Multidimensional alert with multiple tresholds

Hi!

goal I’ve set up application metrics to ship with an ‘availability’ label. I’m planning to set up black-box monitoring for a series of applications, with different ‘availability’ levels.
To that end, I’m setting up some multidimensional alerts and am looking for the best way to go about this. I realize that even with blackbox monitoring, the norms, or thresholds for each application are going to be different. My plan is to use tresholds based on the ‘availability’ rating as a sensible default and allow overrides in some way (e.g. with an extra alertrule and nested notification policies to redirect the default to /dev/nullThis text will be hidden)

What I have
here’s an example with one threshold:

Query A: sum(increase(logback_events_total{level="error"}[10m])) by (app_kubernetes_io_name, company.com/availability, company.com/team)
Expression B: Reduce max A
Expression C: Math $B > 5
(a notification policy then redirects alerts to the right team, based on company.com/team)

One way to do it
Now, to go to multiple tresholds, I can add a filter on availability to query A (company.com/availability="2"), duplicate that query for each of 4 possible values, duplicate the expressions too and make the final expression something like $E > 10 || $F > 5 || $G > 3 || $H > 1.

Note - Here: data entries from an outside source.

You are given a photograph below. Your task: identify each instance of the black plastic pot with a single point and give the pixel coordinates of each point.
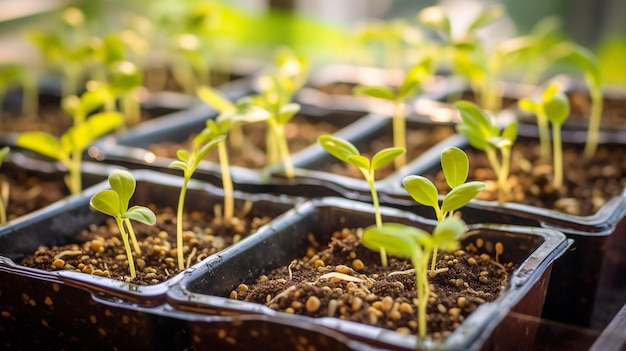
(584, 270)
(206, 290)
(67, 309)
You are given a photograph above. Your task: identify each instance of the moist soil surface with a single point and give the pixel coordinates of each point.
(375, 295)
(29, 191)
(99, 249)
(587, 185)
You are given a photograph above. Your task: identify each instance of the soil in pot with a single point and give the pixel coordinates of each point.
(375, 295)
(301, 132)
(587, 185)
(99, 250)
(30, 191)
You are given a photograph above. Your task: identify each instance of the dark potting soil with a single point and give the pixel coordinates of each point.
(28, 191)
(587, 185)
(99, 249)
(374, 295)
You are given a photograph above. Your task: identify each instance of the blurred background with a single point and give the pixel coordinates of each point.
(326, 31)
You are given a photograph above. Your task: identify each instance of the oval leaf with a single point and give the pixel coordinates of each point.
(107, 202)
(213, 98)
(557, 109)
(455, 166)
(422, 190)
(383, 157)
(141, 214)
(338, 147)
(376, 92)
(359, 161)
(395, 238)
(447, 233)
(461, 195)
(123, 183)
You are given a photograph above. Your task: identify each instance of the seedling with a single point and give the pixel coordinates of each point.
(348, 153)
(189, 162)
(418, 245)
(68, 149)
(455, 166)
(588, 64)
(409, 87)
(4, 189)
(114, 202)
(231, 116)
(484, 135)
(277, 91)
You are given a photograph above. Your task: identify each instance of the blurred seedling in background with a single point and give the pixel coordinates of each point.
(411, 85)
(4, 188)
(483, 134)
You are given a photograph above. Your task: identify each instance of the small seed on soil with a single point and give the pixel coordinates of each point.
(58, 263)
(358, 265)
(461, 302)
(313, 304)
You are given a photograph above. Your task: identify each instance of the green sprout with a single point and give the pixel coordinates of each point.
(588, 63)
(114, 202)
(231, 116)
(189, 162)
(418, 245)
(68, 149)
(455, 166)
(467, 53)
(4, 189)
(348, 153)
(277, 90)
(484, 135)
(410, 86)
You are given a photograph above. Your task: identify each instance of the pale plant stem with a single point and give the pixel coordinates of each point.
(133, 237)
(283, 149)
(227, 182)
(503, 176)
(594, 123)
(421, 285)
(74, 182)
(558, 156)
(544, 135)
(399, 132)
(129, 255)
(369, 177)
(179, 223)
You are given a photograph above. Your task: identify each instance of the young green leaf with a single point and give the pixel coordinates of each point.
(338, 147)
(422, 190)
(375, 91)
(107, 202)
(461, 195)
(141, 214)
(455, 166)
(384, 156)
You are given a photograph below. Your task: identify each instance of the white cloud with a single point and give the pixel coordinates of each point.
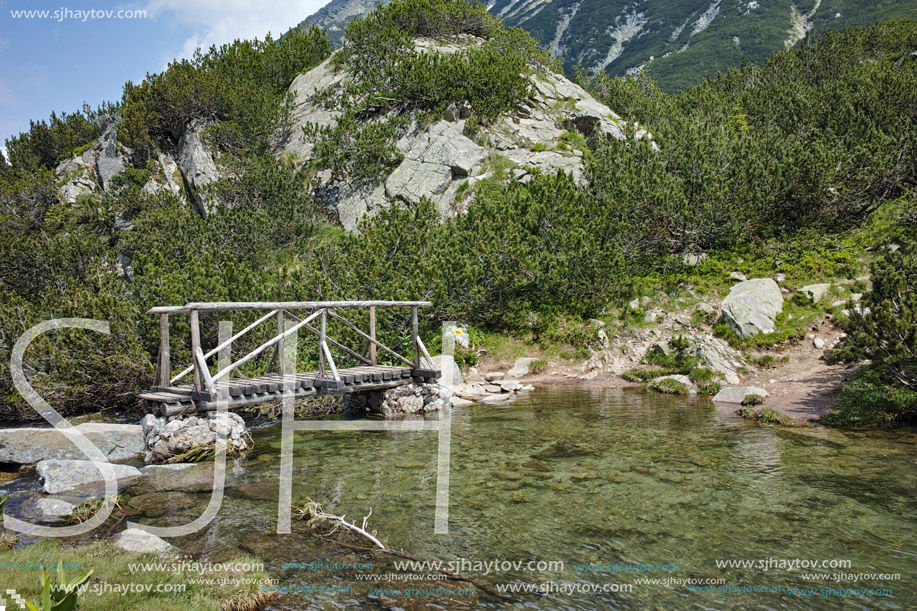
(218, 22)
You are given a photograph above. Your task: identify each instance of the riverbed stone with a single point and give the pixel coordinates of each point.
(737, 394)
(141, 542)
(522, 367)
(165, 437)
(443, 362)
(118, 442)
(751, 307)
(63, 475)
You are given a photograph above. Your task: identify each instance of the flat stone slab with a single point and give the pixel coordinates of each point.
(63, 475)
(141, 542)
(737, 394)
(118, 442)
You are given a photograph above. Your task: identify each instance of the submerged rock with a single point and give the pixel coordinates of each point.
(62, 475)
(118, 442)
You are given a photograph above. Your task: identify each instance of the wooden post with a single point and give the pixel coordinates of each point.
(165, 374)
(281, 352)
(195, 346)
(414, 336)
(372, 334)
(321, 342)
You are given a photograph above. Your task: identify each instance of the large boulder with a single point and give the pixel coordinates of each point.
(198, 168)
(717, 355)
(62, 475)
(752, 307)
(118, 442)
(395, 402)
(165, 437)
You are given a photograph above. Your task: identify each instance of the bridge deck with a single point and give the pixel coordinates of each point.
(243, 392)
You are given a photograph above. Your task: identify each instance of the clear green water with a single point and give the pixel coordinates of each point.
(591, 476)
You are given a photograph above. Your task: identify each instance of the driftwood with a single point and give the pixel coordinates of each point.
(315, 517)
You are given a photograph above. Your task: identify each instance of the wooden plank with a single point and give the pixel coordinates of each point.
(165, 372)
(372, 335)
(195, 346)
(264, 346)
(229, 306)
(226, 343)
(415, 337)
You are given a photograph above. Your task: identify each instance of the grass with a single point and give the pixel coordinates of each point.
(110, 565)
(669, 386)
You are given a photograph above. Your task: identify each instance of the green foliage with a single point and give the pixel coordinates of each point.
(866, 399)
(707, 381)
(242, 85)
(825, 137)
(884, 330)
(538, 366)
(48, 143)
(752, 399)
(63, 597)
(669, 386)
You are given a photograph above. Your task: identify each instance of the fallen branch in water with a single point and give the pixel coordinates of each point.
(314, 516)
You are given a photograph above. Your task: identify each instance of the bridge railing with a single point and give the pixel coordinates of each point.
(321, 311)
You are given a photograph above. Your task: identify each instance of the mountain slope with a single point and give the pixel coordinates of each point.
(677, 43)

This has a lot of duplication in it and if there is no application with that availability yet, the alert does not show correctly in the gui, because the preview can’t handle no-data situations.

Another way to do it
I could do the same, but in 4 different alerts, which doesn’t have that last problem, but has a lot of duplication as well.

What I’m looking for
What I would actually want is something like this (promQL style), in expression C:
$B{mycompany.com/availability="1"} > 10 || $B{mycompany.com/availability="2"} > 5 || $B{mycompany.com/availability="3"} > 3 || $B{mycompany.com/availability="4"} > 1
The above is invalid and as far as I can see, expressions can not operate on labels, but is there any other way to this?

Bonus question: Is there a way to store the thresholds seperate from the alert definitions, (such as we can do with constants in the dashboards or with prometheus recordrules), but in a way that it can be adjusted in the grafana gui?

1 Like

hi there,

can you please specify your grafana version? Alerting gets done of rapid development so this is really contingent on your version. I’m guessing you are using the new Unified Alerting platform and not the legacy platform :+1:

Hi!

Yes, it’s with the unified alert system. At the time of writing, the grafana version was 9.0.5.

It took me a while to realize that, if you start with an existing dashboard that got converted during the migration to grafana 9, it’s alert gets turned into a ‘legacy’ query. And you can’t create multidimensional alerts from those. By recreating the alert and using the new type, plus a reduce and math expression, I could make the query as described above.

I tried to make the post as short as possible with all the info, but by rereading, it might have been a bit too short and made it hard to read the goal.

The question is basically:

  1. most of my metrics have an “availability” label, which is numeric. 1-4.
  2. I would like the (unified) alert to only fire, if the availability label for the metric is higher than a constant or doesn’t exist. Preferably without having 4 different queries in each alert.

If that works, I’d like to improve it like so:

A) can I store the constant separate from the alert query?
B) some of my metrics have an “availability-override” label. Same range. If this label is set, then the query should compare against this number instead of the constant.